Su pesar, en cambio, no le impidió que allí, cuando todos parecían elevar al cielo una oración por el eterno descanso del alma de don Quijote, pronunciase el primer encomio fúnebre del caballero.

Los que cuchicheaban en la puerta, el barbero, el médico, el escribano, el ama y la sobrina, así como Cebadón el mozo, venido ya de sus recados, y algunos vecinos que se habían enterado de la muerte y habían pasado a soltar los pésames, guardaron silencio, y se dispusieron a oír a Sansón Carrasco, que tenía ya mucha fama en el pueblo de ser un hombre elocuente.

– Pobre don Quijote -dijo con la voz arrugada por la emoción, y abrochándose la sotanilla de chamelote-, te ha llegado la muerte en mala hora, si no es que la muerte nunca suele llegar en buena, como decía esta noche nuestro buen Sancho Panza. Cuando más prometía tu jornada, más sin piedad te han segado la vida, cuanto más larga la necesitábamos todos, más corta han dispuesto los cielos que fuese. Y si como don Quijote has dejado prueba de hazañas famosísimas, como mayoral bucólico tus vagidos de enamorado habrían preñado los aires y las nubes, aunque ninguna fama que dejaras como loco se comparará a la que dejas, entre nosotros, como Alonso Quijano el Bueno, que a bueno nadie se te igualó. Y te llamaste el Bueno, pero podríamos llamarte el Cuerdo, y a ello contribuimos tus amigos, que ahora, sin embargo, enloquecemos de dolor. Viéndote así, ruines las carnes y el cuero amarillo, los ojos abismados en las sombras del más allá y la nariz afilada y vidriosas las pupilas, con la barbas huecas y deshiladas sobre el pecho hundido, muerto y bien muerto, podríamos decir que te has consumido como un gorrión, tan dócil te mostraste para seguir tu estrella. Pero sabemos que fuiste hidalgo como un gavilán. No hay entre las aves ninguna de mayor hidalguía, y todos hemos visto cómo en las noches frías de invierno, a la puesta de sol, prende esta ave un pajarillo que se lleva consigo ala dormida, abrigándose con él el pecho, para soltarlo libre a la mañana siguiente, sin lesión ninguna, y como gerifalte mostraste gran corazón y ánimo, e igual que él te pegaste con cualquier ave, quiero decir, gigante, follón, encantador o endriago, por valiente y descomunal que te pareciera, aunque hubieras de morir en la disputa, y así tú nunca miraste, como el mismo gavilán, si con quien peleabas era más que tú en fuerza, en hacienda o en cuna, sino sólo si lo era menos en razón; y por ponerla en su justo punto, te ves así ahora, vencido por la mayor sinrazón de todas, que es la muerte. He dicho.

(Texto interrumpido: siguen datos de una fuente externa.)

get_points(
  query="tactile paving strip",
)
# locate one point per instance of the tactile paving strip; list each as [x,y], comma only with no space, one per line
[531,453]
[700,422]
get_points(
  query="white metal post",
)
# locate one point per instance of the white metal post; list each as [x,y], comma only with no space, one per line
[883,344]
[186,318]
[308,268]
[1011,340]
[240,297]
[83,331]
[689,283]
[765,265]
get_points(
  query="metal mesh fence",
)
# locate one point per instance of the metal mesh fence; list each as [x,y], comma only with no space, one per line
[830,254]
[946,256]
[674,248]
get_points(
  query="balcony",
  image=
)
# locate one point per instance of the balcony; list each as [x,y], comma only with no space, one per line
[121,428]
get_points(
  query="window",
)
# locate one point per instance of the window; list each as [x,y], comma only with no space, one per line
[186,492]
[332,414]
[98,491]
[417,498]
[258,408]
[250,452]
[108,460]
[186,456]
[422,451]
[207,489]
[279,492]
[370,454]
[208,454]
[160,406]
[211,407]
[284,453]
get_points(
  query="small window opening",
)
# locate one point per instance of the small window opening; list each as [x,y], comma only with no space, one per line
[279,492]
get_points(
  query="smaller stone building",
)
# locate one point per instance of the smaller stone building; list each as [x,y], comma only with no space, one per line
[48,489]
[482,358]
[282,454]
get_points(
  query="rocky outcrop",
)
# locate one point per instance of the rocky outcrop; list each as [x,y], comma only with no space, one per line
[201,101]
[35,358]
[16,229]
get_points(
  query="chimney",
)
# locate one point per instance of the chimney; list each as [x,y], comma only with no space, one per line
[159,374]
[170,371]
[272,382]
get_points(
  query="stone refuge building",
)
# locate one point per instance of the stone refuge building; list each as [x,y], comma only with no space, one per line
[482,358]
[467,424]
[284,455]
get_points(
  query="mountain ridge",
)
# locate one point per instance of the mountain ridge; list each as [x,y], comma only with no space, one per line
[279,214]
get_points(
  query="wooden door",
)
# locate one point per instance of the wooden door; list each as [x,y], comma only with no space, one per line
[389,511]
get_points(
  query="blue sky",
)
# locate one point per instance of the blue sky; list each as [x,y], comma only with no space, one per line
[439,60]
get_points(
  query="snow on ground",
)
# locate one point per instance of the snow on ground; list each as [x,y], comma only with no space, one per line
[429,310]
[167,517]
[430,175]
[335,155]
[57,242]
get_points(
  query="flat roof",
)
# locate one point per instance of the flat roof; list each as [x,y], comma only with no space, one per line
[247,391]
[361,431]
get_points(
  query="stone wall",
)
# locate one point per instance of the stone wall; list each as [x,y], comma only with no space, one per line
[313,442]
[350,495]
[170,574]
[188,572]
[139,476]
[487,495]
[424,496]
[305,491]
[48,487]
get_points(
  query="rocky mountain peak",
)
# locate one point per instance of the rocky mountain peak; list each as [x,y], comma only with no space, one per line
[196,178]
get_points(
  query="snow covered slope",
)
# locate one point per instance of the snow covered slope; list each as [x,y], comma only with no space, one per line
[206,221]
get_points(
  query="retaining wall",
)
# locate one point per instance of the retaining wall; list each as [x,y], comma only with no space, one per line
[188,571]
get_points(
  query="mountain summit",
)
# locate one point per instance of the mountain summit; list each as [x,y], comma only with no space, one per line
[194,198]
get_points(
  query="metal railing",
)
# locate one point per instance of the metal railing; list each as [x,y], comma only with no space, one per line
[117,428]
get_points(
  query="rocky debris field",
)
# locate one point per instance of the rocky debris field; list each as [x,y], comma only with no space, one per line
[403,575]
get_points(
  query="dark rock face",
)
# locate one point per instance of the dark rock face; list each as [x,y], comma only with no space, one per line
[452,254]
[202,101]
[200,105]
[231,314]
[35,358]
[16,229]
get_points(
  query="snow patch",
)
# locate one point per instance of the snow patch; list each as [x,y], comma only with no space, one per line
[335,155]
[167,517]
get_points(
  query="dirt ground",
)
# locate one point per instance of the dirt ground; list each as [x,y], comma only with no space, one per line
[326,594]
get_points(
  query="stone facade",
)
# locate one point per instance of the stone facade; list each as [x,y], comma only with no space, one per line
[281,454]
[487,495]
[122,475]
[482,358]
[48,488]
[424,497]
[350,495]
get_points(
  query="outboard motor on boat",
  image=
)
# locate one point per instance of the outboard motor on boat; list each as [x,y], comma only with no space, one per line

– Ay, ya lo creo -gimió Sancho comiéndose las lágrimas, desde el suelo-, que no hace todavía dos días se lo dije. No se me muera vuestra merced, señor mío, y tome mi consejo y viva muchos años, que con la salud todo se alcanza, y la mayor locura que puede hacer un hombre es dejarse morir sin más ni más, sin que nadie le mate ni le acaben otras manos que las de la melancolía. Y es esta maldita tristeza impertinente la que se lo ha llevado, y nos deja ahora a todos en este desamparo. No me hizo caso, y aquí está la prueba. Él, cuerdo, y nosotros locos. Él gozando ya la gloria, y nosotros aún purgando la vida.